Je repensais à cet accès, et pour ma part, il vient des MJC, ces Maisons des Jeunes et de la Culture, ces lieux initiés des mouvements issu de la résistance de 1944. Là où ma mère m'y a inscrite et y participait, en banlieue, dans les années 70, elles sont devenues des lieux de résistance à l’isolement, à l’intolérance, à l’individualisme, à la morosité, au formatage, ont favorisé l'épanouissement personnel, les rencontres, l'amitié, l'amour, les échanges avec des jeunes si différents, tournés vers des projets communs, des valeurs humaines et riches qui nous rassemblaient au-delà de tout. J'ai tout appris, enfant, de la lecture, de la musique du monde, des métissages culturels, de la danse contemporaine... J'y ai invité des amis, à participer, à apprendre, depuis la capitale ils venaient se nourrir, voir, écouter, des spectacles, danser, dire, dessiner. C'est un beau bagage et il est précieux, une denrée rare dans d'autres contrées. Dans mon parcours, bien avant les grandes villes, la capitale, j'y ai pris goût bien avant, à tout ce qui se joue dans le domaine artistique et se diffuse dans tous les autres domaines. Il est long le chemin et plein de traverses.

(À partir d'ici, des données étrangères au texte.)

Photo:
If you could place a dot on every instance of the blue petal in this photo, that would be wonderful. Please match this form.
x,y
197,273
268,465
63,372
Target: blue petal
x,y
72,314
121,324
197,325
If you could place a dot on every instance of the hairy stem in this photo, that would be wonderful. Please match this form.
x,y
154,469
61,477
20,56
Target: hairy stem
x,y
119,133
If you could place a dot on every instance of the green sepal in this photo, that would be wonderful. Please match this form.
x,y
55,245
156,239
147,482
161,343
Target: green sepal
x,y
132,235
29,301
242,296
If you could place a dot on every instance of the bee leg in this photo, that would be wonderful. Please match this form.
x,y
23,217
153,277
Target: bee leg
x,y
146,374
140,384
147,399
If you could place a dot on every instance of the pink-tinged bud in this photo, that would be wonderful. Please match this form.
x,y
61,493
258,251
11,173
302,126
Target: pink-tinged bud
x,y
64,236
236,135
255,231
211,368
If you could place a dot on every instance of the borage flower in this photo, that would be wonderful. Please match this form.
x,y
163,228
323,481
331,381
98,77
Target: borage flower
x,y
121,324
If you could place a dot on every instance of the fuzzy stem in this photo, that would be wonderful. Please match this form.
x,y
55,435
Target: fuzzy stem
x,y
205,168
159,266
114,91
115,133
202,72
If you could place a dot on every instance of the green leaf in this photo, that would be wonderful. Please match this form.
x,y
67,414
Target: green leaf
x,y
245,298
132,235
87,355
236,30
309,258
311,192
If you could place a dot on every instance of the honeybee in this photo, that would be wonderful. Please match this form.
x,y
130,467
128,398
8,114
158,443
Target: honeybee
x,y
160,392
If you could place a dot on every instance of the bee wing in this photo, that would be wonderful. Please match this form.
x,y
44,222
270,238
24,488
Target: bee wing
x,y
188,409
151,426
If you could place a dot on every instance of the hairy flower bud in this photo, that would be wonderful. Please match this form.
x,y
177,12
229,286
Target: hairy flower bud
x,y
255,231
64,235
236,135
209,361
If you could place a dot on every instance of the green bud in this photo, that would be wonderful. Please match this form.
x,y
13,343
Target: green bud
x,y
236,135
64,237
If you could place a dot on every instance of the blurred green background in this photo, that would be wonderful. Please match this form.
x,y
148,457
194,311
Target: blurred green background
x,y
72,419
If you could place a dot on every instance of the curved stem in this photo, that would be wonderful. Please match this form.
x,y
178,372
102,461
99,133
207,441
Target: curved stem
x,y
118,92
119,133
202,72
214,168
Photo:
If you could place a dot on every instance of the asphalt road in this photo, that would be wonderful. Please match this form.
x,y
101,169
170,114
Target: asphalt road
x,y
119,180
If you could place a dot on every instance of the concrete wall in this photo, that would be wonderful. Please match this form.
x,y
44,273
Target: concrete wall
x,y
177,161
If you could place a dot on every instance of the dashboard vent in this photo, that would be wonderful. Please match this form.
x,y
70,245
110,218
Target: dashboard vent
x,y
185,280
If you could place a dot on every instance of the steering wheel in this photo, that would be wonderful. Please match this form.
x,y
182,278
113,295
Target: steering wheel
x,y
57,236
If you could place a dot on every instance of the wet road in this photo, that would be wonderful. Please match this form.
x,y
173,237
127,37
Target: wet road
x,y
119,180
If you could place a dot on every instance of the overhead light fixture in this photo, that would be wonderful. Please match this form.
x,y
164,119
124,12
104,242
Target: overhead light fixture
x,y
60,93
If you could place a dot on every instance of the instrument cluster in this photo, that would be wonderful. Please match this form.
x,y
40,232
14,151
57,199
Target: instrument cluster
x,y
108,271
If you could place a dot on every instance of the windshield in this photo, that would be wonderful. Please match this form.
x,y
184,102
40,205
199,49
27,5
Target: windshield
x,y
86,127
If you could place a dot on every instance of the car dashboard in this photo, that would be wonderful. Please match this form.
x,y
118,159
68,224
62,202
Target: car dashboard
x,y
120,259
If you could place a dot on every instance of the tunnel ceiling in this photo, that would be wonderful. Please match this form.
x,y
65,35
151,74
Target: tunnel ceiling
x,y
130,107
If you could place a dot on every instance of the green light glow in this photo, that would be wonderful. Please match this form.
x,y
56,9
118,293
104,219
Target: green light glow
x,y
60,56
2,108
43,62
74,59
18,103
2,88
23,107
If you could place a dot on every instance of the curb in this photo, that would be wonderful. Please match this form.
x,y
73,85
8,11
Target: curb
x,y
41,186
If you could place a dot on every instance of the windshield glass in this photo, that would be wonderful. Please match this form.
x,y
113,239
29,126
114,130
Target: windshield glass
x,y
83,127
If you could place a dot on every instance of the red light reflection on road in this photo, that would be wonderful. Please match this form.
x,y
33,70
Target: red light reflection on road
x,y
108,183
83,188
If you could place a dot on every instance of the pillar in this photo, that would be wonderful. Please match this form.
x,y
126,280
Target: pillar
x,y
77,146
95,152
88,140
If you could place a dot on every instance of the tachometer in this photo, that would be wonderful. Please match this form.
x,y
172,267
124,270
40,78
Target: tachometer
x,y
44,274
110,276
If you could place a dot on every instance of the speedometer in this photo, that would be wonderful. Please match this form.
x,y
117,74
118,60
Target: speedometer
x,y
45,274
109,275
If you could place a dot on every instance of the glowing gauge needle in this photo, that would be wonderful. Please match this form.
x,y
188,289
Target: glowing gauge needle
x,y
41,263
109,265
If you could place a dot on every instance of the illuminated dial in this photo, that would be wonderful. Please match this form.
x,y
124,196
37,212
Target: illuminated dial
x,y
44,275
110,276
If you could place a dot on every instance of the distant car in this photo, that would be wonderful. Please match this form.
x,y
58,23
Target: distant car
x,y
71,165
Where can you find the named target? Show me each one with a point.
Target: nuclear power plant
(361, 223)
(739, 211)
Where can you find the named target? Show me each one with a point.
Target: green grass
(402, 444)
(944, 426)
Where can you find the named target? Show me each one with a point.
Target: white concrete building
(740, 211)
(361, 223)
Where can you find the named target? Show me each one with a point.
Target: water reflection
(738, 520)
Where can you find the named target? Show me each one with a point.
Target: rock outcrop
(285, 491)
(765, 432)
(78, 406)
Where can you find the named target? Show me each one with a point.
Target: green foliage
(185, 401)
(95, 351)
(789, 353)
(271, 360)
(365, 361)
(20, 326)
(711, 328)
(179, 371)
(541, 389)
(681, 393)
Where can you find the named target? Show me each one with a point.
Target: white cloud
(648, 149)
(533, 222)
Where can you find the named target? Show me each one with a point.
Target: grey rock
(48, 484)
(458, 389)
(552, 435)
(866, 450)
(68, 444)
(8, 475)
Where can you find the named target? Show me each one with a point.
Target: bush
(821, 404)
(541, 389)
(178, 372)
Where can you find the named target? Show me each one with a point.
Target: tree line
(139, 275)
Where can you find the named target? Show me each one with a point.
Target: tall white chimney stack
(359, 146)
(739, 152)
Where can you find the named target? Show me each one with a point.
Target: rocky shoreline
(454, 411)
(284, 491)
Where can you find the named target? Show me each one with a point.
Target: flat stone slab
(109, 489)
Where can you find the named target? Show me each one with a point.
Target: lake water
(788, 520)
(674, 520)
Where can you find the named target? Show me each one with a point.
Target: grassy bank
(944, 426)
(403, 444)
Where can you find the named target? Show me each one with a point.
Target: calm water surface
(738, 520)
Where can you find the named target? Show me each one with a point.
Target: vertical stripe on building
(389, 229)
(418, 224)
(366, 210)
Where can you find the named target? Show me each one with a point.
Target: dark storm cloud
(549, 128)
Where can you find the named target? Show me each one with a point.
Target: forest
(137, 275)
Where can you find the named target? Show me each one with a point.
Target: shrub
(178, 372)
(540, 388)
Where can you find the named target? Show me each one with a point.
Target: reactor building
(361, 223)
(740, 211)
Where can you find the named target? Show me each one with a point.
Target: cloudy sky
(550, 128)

J'ai croisé tant de David Hammons, inconnus aux yeux du milieu de l'art, aux visages différents, aux idées singulières, aux styles et attitudes multiples, des jeunes femmes, filles, des danseuses avec des espoirs, des beautés saisissantes, d'Afrique, du Nord de l'Europe, des pays que je n'ai jamais visité, tous comme moi, avec juste le souhait d'apprendre, de créer, dans une économie de moyen, qui ne craignent ni le dépouillement, ni l'ornement, la décoration, ni l'invisibilité médiatique des instants partagés. Une intensité qui dure finalement dans le temps. Mon esprit est contemplatif.